All this to say - if you invite me on your podcast in the future, I’m gonna sound great.
About a day after I blogged about ideal cities (see above), I came across this lovely long read from the New York Times, published last August. It’s about the Italian town of Ivrea, home of the Olivetti corporation (who made beautiful typewriters for many years).
For a while I’ve been trying to find a nice streetmap of a town that’s not too large to plot, and Ivrea seemed like a great candidate, so I asked my pal Giuseppe (who has a great newsletter) to generate some coloured roads for me. He delivered the goods, the file was small enough, and the result was an hour-long plot.

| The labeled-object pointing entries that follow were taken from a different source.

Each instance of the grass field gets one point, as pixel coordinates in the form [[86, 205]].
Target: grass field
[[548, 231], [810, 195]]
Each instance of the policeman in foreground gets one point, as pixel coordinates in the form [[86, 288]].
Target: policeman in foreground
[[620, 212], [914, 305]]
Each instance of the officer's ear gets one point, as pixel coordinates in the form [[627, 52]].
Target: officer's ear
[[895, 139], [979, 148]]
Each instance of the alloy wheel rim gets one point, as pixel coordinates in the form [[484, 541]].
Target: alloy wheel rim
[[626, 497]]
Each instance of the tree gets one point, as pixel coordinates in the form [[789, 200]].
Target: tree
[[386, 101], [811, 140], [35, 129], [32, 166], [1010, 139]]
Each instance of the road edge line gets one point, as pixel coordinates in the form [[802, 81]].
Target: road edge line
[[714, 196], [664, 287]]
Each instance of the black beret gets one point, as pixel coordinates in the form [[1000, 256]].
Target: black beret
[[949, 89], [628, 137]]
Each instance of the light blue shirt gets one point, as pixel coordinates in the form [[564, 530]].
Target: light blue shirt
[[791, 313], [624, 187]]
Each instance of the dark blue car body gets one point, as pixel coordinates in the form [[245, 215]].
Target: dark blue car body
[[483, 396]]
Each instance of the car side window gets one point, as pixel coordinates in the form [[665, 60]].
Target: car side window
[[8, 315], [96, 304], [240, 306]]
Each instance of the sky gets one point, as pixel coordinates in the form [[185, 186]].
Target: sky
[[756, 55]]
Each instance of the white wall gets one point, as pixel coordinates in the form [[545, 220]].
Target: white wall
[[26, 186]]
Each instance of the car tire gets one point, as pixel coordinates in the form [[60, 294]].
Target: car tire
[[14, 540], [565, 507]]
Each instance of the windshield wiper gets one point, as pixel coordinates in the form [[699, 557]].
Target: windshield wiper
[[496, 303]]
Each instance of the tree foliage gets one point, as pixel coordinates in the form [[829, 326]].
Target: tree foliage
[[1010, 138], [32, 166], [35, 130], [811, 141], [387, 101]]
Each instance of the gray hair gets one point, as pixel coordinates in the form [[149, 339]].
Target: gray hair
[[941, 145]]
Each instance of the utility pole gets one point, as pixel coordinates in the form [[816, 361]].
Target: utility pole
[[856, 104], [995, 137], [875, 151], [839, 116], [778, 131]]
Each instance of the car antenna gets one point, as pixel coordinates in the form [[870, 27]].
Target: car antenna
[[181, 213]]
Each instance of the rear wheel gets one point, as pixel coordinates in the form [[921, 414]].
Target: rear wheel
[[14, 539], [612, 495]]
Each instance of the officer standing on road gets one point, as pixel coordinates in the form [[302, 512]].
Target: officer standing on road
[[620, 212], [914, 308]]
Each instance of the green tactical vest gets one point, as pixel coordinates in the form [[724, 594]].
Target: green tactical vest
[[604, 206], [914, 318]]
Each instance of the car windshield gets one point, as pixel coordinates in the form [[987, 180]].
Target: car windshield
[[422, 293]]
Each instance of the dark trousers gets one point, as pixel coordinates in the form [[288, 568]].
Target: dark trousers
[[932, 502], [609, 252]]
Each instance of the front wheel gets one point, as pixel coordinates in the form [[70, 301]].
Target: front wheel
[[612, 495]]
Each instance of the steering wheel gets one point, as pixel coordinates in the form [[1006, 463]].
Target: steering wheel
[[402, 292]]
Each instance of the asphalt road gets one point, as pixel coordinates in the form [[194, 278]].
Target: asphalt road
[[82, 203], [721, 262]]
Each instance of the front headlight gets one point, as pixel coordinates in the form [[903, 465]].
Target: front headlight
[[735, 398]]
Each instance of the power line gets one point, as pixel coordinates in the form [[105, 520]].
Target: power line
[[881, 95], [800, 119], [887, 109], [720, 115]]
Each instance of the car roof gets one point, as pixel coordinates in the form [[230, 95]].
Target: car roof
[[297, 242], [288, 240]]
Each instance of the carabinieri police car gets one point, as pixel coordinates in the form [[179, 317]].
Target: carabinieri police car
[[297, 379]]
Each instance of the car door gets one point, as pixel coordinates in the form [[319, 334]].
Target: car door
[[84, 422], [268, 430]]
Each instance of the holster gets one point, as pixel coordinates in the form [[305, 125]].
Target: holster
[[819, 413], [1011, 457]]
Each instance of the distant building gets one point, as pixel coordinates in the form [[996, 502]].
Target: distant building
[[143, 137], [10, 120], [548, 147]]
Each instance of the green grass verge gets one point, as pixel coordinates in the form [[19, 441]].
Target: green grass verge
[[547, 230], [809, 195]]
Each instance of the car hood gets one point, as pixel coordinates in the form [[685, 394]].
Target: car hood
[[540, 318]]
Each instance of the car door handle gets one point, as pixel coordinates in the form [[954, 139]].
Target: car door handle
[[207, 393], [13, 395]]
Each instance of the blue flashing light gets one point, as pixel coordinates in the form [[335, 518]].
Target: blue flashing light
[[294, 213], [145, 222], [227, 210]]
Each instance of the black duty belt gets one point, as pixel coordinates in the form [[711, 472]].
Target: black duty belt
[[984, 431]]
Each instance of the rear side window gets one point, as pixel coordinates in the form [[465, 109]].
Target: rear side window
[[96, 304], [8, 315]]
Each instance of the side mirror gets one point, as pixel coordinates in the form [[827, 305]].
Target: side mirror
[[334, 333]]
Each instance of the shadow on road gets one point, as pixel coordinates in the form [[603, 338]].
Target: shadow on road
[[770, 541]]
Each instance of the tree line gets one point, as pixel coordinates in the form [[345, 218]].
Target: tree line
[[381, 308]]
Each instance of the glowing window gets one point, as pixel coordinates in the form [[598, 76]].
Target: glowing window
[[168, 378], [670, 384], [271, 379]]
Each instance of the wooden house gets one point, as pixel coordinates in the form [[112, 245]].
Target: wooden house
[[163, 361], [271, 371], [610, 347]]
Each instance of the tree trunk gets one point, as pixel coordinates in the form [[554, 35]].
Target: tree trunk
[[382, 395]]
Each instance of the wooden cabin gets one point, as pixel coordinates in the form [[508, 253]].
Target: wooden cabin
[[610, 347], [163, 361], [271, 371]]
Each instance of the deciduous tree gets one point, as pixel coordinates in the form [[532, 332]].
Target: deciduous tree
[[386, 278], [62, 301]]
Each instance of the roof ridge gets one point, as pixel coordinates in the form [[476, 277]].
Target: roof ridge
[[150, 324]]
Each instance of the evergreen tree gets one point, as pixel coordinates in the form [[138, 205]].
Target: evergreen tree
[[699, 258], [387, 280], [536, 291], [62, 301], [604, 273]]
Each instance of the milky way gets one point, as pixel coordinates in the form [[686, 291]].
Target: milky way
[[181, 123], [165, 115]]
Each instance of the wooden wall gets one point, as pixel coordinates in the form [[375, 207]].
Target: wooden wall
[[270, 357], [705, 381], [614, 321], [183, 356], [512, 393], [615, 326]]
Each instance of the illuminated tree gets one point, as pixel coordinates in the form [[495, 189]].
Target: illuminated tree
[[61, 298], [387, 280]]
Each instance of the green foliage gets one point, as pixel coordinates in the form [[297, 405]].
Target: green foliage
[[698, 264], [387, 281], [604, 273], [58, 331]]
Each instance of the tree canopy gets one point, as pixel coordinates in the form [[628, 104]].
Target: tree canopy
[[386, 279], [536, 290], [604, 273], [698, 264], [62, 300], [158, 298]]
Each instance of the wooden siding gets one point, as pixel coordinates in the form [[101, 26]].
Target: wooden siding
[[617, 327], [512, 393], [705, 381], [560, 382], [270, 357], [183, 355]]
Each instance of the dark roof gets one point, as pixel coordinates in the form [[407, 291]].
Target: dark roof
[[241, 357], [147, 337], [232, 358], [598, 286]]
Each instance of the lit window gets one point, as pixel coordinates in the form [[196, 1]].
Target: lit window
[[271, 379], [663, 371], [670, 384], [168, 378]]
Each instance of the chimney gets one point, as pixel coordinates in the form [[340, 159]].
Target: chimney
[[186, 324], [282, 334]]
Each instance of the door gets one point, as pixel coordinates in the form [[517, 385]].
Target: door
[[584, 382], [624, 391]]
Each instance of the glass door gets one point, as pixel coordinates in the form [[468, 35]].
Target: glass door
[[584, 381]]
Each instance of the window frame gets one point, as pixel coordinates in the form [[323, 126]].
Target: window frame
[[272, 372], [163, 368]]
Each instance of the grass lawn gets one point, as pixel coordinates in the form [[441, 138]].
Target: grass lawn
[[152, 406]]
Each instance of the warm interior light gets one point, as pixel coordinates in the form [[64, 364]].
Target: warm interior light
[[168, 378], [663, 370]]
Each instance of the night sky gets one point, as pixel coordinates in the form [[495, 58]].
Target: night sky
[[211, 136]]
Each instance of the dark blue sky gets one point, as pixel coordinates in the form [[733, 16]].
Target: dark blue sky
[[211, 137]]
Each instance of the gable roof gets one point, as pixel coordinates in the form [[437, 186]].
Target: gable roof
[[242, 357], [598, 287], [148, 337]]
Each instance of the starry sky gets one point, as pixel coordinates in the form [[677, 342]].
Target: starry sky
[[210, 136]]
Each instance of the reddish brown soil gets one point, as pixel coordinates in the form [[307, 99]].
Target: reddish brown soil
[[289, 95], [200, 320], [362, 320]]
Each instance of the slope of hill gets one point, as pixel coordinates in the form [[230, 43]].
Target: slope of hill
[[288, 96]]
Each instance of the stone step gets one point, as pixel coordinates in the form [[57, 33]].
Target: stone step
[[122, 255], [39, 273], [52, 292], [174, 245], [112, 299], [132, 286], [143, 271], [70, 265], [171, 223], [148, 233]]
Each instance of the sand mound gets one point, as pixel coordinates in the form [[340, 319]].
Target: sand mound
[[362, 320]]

I’m pretty happy with the results (especially as this was my first time using OBS to stream), but next time I think I’ll run the plot and the streaming from different computers. The CPU load was a bit much for my poor MacBook. OBS works on Windows, and I should be able to send video wirelessly from my phone to my desktop PC (which has a nice GPU for video processing), so I think it’ll work nicely.
I’ll leave you this week with Wired founder Kevin Kelly’s 68 bits of unsolicited life advice for his 68th birthday.
Over the long term, the future is decided by optimists. To be an optimist you don’t have to ignore all the many problems we create; you just have to imagine improving our capacity to solve problems.
Enjoy, and see you again in ten days.